What works
Quoting Justin Wolfers who I happen to follow on twitter, it’s generally not good practice to look at a single year’s worth of data, especially when it would be easy to get comparable data going back for years. Still, in this particular economic news climate, many of the people who are likely to see this graphic have some sense of the relevant contextual data in their heads already, thanks in part to the Occupy Wall Street movement but also to the often thankless work of social scientists and labor statisticians who have been working on issues like income distribution since long before OWS congealed. That’s a long-winded preamble to summarize two fairy simple achievements in this graphic:
- This graphic demonstrates that it is possible to make it appear as though there was income growth for everyone in 2010 – even that bottom 99% saw an INCREASE in income, albeit a tiny one – despite the fact that the economy was rather slack in 2010.*
- The graphic amply demonstrates that the post-2008 world is quite similar to the pre-2008 world in the sense that income distribution is dramatically skewed. The rich do get richer.

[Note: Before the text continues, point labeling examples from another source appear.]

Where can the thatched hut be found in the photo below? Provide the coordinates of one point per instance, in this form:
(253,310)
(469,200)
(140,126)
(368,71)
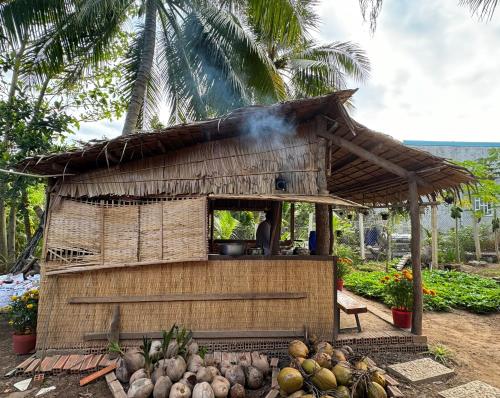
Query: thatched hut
(130,221)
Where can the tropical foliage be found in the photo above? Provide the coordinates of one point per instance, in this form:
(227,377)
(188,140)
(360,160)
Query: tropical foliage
(453,290)
(22,312)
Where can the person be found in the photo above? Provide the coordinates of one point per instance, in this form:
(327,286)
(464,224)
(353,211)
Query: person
(263,234)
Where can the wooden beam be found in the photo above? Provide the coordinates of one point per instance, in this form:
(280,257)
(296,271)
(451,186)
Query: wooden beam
(416,327)
(203,334)
(371,157)
(188,297)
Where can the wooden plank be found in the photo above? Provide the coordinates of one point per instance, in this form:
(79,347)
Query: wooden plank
(59,365)
(24,364)
(48,363)
(208,334)
(349,305)
(96,375)
(393,391)
(189,297)
(33,366)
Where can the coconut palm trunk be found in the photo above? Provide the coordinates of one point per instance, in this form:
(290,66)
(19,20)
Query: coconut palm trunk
(144,71)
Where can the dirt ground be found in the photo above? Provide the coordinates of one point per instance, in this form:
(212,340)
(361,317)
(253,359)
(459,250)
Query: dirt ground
(473,339)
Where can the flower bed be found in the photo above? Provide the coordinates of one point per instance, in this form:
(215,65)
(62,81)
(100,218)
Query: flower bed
(454,290)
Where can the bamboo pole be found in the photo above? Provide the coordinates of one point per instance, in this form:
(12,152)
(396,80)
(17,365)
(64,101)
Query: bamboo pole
(415,257)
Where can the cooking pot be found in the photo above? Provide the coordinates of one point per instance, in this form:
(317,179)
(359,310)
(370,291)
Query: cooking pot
(232,249)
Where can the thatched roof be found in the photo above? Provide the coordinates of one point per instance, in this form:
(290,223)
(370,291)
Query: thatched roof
(351,177)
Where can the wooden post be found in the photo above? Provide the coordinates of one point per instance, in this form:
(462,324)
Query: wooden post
(416,327)
(434,236)
(336,313)
(322,230)
(361,227)
(276,228)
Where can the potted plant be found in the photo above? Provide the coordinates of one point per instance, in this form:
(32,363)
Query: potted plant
(343,264)
(22,314)
(399,288)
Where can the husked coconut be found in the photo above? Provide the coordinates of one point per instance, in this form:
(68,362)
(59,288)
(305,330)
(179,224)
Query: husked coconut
(260,362)
(235,375)
(176,367)
(155,351)
(203,390)
(237,391)
(189,379)
(195,362)
(220,385)
(140,388)
(254,377)
(157,373)
(192,348)
(204,374)
(180,390)
(172,349)
(140,374)
(121,372)
(162,387)
(134,360)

One thing that the article draws readers’ attention to is that the study, which looked at tax returns, and the graphic are about income. Thus, we are not talking about the distribution of wealth (ie the accumulated capital that results from single year uneven distributions of income and a lack of attendant unequal distributions of spending). The rich folks in 2010 got most of this income from labor, not from returns to investments.
What needs work
*One thing I fear is that this graphic obscures an important truth by comparing only the top 1% to the bottom 99%: many people had declining income in 2010. This graphic makes it seem like everyone got *something* but really, the folks at the bottom of this distribution got no increase or a decrease, for the most part. From a statistical leverage point of view, the 99% is just too big of a group to be all that revealing. The spotlight is on the 1% in both this graphic and the current political economic discourse in a way that curiously contributes to the inaccurate notion that America is a classless society. One of the things that makes the 1% vs. the 99% a clever rhetorical frame in America is that we all thought we were in the middle class before OWS and we can now continue to think of ourselves as one giant middle class with this troublesome small pimple of a distribution problem to sort through represented by a mere 1%. The whole 99% sounds so comfortably inclusive and that pesky 1% must, in the end, be a manageable problem because it sounds kind of small-ish. It’s only 1%.
Of course, the rhetorical move of splitting the American population into the 1% and the 99% sets up for all these fantastic (as in remarkable, not as in laudable) statements, like the one made by the graphic, that go something like: “The top 1% of the population got 93% of the income in 2011 while the bottom 99% only got 7%.” Being able to make comparisons like that is a more straightforward, empirically sound reason for the 99% vs. the 1% framing than one that seems to make an effort to avoid noting that America has a lower class.
Relative frame: US vs the world
If you are not in the 1% – and most of you are not – I imagine you might be feeling righteously indignant right now. But think of it this way. All of you have computers and internet connections, most of you are American or English according to the google analytics for this blog, and are therefore in the global 1%. It’s a golden rule problem not in the sense that you should do unto your less fortunate global neighbors what you would have your more fortunate doctors/bankers/lawyers/businesspeople do unto you – though I suppose that might apply, too – but more along the lines of, ‘those who have the gold, rule’. Revisit C. Wright Mills The Power Elite, skim a bit of Marx, and maybe look at something a little more recent like Tim Mitchell’s Rule of Experts and this graphic and the entire OWS narrative is analytically similar to a snapshot of a sports event: different in its particulars but so predictable it’s almost trite. It would be trite if there weren’t so much at stake.
References
Rattner, Stephen. (25 March 2012) The Rich Get Even Richer. In the New York Times, The Opinion Pages.
Note: The author, Mr. Rattner, is himself a member of the 1%. Sometimes when I see graphics like this, I wonder if people who know that they are in the 1% are secretly congratulating themselves for having done so well compared to the rest of us.